- Jul 25, 2024
- 5 minutes
- Yohann Doillon
- Mostafa Ajallooeian
- Jan Słowik
- Hanna Jarlaczyńska
Many businesses face a critical challenge when adopting new technologies: dealing with old, outdated code. This code is often difficult to maintain, and rewriting it in a new technology is usually both time-consuming and resource-intensive. With the advent of Generative AI, old code can now be translated from an outdated language to a more modern and performant one, allowing businesses to migrate code across stacks with minimal resources. In this article, we explore three approaches leveraging generative AI to migrate old SQL queries to Python code, as described in the following video.

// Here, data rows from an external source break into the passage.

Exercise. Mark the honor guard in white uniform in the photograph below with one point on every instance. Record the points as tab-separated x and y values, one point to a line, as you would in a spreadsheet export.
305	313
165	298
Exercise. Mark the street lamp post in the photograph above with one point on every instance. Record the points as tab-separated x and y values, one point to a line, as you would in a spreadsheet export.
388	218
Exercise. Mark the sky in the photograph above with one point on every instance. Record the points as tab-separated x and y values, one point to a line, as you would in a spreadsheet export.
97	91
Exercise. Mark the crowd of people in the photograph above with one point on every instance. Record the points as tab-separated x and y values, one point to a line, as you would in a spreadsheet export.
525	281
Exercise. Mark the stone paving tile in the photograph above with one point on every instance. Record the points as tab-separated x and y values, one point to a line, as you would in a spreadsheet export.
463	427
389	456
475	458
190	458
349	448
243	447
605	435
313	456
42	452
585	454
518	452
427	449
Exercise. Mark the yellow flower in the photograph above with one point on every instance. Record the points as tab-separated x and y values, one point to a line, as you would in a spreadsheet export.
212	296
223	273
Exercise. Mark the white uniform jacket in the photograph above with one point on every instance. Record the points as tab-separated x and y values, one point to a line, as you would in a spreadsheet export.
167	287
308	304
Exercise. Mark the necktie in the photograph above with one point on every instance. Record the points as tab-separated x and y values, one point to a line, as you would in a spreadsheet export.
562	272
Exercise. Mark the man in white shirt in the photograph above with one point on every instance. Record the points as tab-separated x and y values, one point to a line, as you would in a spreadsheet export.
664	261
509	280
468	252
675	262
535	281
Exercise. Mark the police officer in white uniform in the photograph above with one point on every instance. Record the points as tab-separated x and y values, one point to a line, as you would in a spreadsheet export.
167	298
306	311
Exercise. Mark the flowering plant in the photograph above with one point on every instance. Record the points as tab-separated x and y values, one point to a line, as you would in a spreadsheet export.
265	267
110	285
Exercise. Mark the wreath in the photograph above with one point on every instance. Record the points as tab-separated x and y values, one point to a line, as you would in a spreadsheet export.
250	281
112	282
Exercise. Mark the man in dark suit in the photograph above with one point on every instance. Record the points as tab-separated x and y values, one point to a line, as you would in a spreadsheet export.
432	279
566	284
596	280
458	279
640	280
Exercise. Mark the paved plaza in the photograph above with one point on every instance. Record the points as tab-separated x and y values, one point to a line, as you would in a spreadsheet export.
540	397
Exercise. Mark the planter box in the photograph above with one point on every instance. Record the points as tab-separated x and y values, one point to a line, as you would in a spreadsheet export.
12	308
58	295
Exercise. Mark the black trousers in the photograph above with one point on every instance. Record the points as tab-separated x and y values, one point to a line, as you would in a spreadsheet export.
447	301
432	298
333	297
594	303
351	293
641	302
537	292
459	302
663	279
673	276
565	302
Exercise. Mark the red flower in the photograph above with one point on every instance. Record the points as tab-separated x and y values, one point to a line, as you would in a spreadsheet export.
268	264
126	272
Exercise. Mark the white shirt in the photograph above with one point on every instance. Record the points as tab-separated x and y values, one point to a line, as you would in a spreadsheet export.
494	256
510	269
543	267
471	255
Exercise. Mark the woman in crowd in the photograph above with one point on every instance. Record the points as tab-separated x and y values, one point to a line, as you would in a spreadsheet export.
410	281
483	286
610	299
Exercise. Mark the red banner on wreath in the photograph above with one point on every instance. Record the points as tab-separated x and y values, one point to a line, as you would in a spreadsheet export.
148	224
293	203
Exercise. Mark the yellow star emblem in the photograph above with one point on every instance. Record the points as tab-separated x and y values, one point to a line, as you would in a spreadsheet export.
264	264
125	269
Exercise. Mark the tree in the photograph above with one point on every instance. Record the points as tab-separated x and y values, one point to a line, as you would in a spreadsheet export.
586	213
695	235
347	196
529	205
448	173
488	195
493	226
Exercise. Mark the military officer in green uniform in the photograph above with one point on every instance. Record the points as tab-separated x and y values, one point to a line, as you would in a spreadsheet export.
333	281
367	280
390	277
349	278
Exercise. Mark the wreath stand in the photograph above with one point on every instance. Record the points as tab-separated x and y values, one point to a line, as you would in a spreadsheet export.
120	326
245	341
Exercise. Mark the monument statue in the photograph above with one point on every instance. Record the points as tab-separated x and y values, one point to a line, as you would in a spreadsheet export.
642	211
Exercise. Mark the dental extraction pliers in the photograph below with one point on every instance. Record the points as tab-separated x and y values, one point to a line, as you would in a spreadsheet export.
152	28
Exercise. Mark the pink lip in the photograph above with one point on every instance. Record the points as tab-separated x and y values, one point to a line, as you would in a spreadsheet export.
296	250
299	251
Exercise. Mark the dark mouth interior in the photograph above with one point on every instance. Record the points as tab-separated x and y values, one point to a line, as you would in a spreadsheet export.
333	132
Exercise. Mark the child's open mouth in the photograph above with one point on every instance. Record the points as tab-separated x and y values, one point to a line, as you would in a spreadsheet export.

Approach #1 - SQL to SPARK SQL
As a first approach, we attempted to migrate SQL code from an Oracle database to SPARK SQL code. The GPT3.5 model, when used with the right prompts, provided good results for simple SQL queries with little human intervention needed. However, it struggled with complex queries, such as recursive common table expressions, and it showed limitations on the length of code it could handle. When implementing the newer GPT4 model, the quality of results improved significantly, but there was still a limitation on the length of code that could be translated.
Approach #2 - SQL to PySpark
In a second attempt, we focused on translating SQL code to PySpark, as Python provides more flexibility in finding solutions. Similarly to the first approach, the model performed well with simple queries, but struggled with more complex ones, again due to limitations on the context length.
It is worth noting that some important considerations remain with such an approach, such as the risk of exceeding the allowed limit, waiting time for model responses, and the cost of usage. Yet, we can expect future releases of large language models to handle longer queries as their context windows increase.
Approach #3 - SQL to PySpark (Divide & Conquer)
In a third attempt, we decided to break down large, complex SQL queries into smaller parts using abstract syntax trees and build larger queries from the partial results. This approach provided greater transparency to the developer, and made it easier to trace and correct errors. It also prompted more strategic business questions, such as questioning the need to maintain a monolithic view built from 3,000 (!) lines of code.
Importantly, this approach was significantly faster because smaller queries could be processed using smaller and faster models. Yet, we were also faced with incorrect query translations due to inconsistent use of aliases in the code, which caused issues with column ambiguity in Spark. The model was able to partially handle this problem, occasionally making minor mistakes that could be fixed with followup prompts focusing on fixing the subquery. Interestingly, asking GPT3.5 several times increased the chances of obtaining a good enough solution compared to waiting for a GPT4 response.
In summary, these different GenAI approaches can provide significant support for developers struggling with the migration of legacy code. The preliminary results are extremely promising, with the resulting code allowing us to reproduce the logic embedded in SQL in a simple way. Besides the technological advancements, we should emphasize the need of having a human in the loop, to cater for the highlighted limitations, especially for the most complex queries.